Friday, September 26, 2014

MUSINGS FROM BAKU & A PLEA TO DISCARD "EXOTIC"

I've been thinking about the difference between anticipation and arrival, these last couple of days, my first days in Baku, Azerbaijan. Before a trip to a place unknown to me, I read history and geography, look at maps, read about culture too, and politics, but I avoid making a list of sights to visit or any other kind of "want list". I like to think that somehow I will manage to find my way, by stumbling into unexpected places or people or learning once I'm there. If I go with a list I feel that I'm setting the trip up as a "these are my expectations, now the place has to meet them".

But this formless version of trip planning also leaves me with vague anxieties in the weeks before I leave. What if the place and people are, for reasons known or unknown to me, ungenerous and impenetrable? What if I am going to feel closed out?

That edginess pre-trip is part of why I haven't written here for about two weeks. I don't like the way the edginess takes over, becomes like a pretrip queasiness, and I think each time: "surely by now I should have learned to NOT feel like this!"

Once I'm on the plane, it goes. In this case the first flight took me to Istanbul and a six hour wait for the flight to Baku. In the end there was confusion and delay on that flight, so that we arrived (given hour changes too) at about 3 in the morning. AFter changing money I shared a taxi into town with a guy I'd met during our inteminable waiting around for the flight. The taxi ripped us both off in the end, the hotel I had booked through bookings.com had no room for me, and altogether it was a bumpy hour or two before I was in a bed in a room, as daylight started lightening the sky.

None of those messinesses were a worry, and indeed I am never fussed ahead of time about that kind of thing. Dealing with it all also gave me my first glimpse of the working people of Baku, those who are stuck with the overnight front desk responsibilities at small hotels, with sweeping the streets, with opening a small corneer store early, and other poorly paid work. And all those people were delightfully nice, generous-minded, tolerant of my feeble attempts at Russian.

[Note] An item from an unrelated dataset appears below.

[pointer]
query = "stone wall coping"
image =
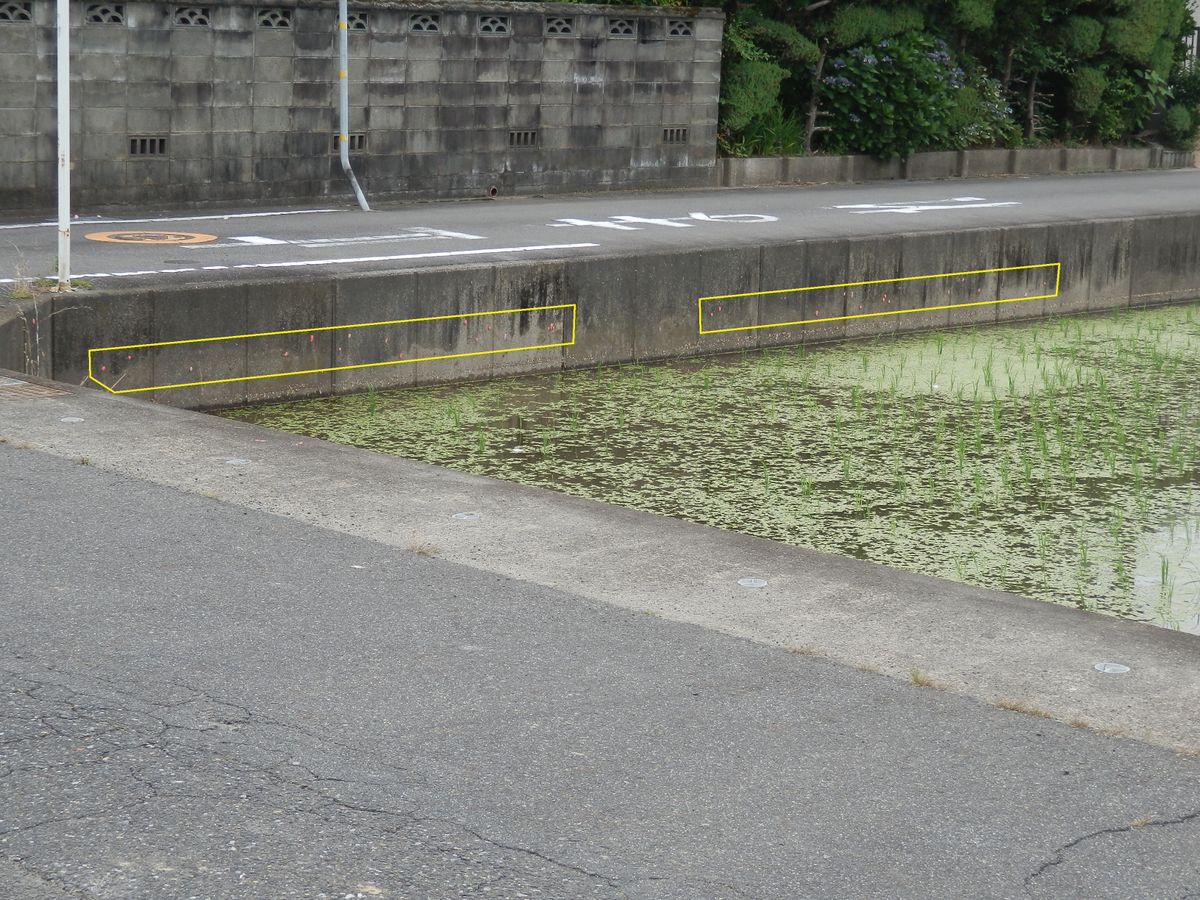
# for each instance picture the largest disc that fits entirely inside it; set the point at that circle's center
(509, 6)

That emotional ease and welcome on arrival has continued. The guy up the way from my hotel in the Old City (no traffic here, so wonderful) runs a fruit and veg store, a small one. Outside it is a large tree that creates a hanging out zone for passers-by and people in the neighbourhood. There is conversation, banter, shared pumpkin seeds or sunflower seeds, and other undemanding exchanges, from early morning until well after dark. The proprietor sits outside too, then gets up each time someone walks up the slope from the tree into his shop.

Two nights ago when I went in to buy something, I'd already spent some time hanging around, answering the odd qustion and watching the ongoing scene. And so the shopkeeper already knew I was from Canada, that I am travelling alone, that I have two grown male children, and that I plan to leave Baku tomorrow, heading northwest towards Sheki and area. I bought a couple of pears and a cucumber, for a total of about 50 cents. Today as I came by after a long morning out photographing at Yalish Bazaar and other doings, he greeted me with a raised hand and a hearty "salaam" then turned to the guy he was with and explained I was a tourist from Canada.

I feel as if in this short time I've become a temporary part of the lane. I'm greeted by women, waved at shyly by little kids, and given a nod of acknowledgement by the men.

All of this is to tell you that there is an unimaginable gulf between the anticipations bred of anxiety on the one hand and the reality of arrival on the other. And in my experience it is always this way. Wherever we are, human beings are just that, human. We are all social animals, curious about each other, and curious about the stranger. As a visible stranger (my clothing and the way I walk give me away) I get the benefit of that curiosity. And I welcome it of course, even when, as can happen, it feels intrusive, or it would if I were subject to it in my home town.

This brings me to another word I would like us to toss on the trash pile, at least in the food context, but really in every context, and that is "exotic".

I saw something on FB the other day referring to spices and a talk that would help people make "exotic" foods. What are we doing here with this idea? Everyone's home food is a solid reality. And the foods we don't know about are not exotic, they are just foods we don't know. I feel that the word "exotic" is part of the kind of "Orientalising" that Edward Said wrote and talked about.

If and when a food or cuisine is unfamiliar to us, it seems valid to me that we are curious, just as the people here in Baku have been curious about me. And that curiosity is a kind of welcome too, as in, "I would like to know more". It's a respectful interested kind of curiosity that seeks to get closer, not to create distance.

But if something or someone is described as "exotic" the word and idea create a distance. It's not the distance of respect. It's the distance of that other kind of attitude to a stranger, which is a compound of mistrust, fear, and a kind of self-protective mocking. I find it ugly and not something that we ever want in the world of food and culture that I engage with.

And so please add "exotic" to the pile of words to discard, along with those others I wrote about earlier this month.

Thank-you!

2 comments:

Ronna Welsh said...

Yes, agreed. Trash that word. It reflects poorly on one's experiences, character, perhaps even imagination.

Sara from Sabzi said...

completely agree re: abolishing it, for many reasons. Are you going to Iran?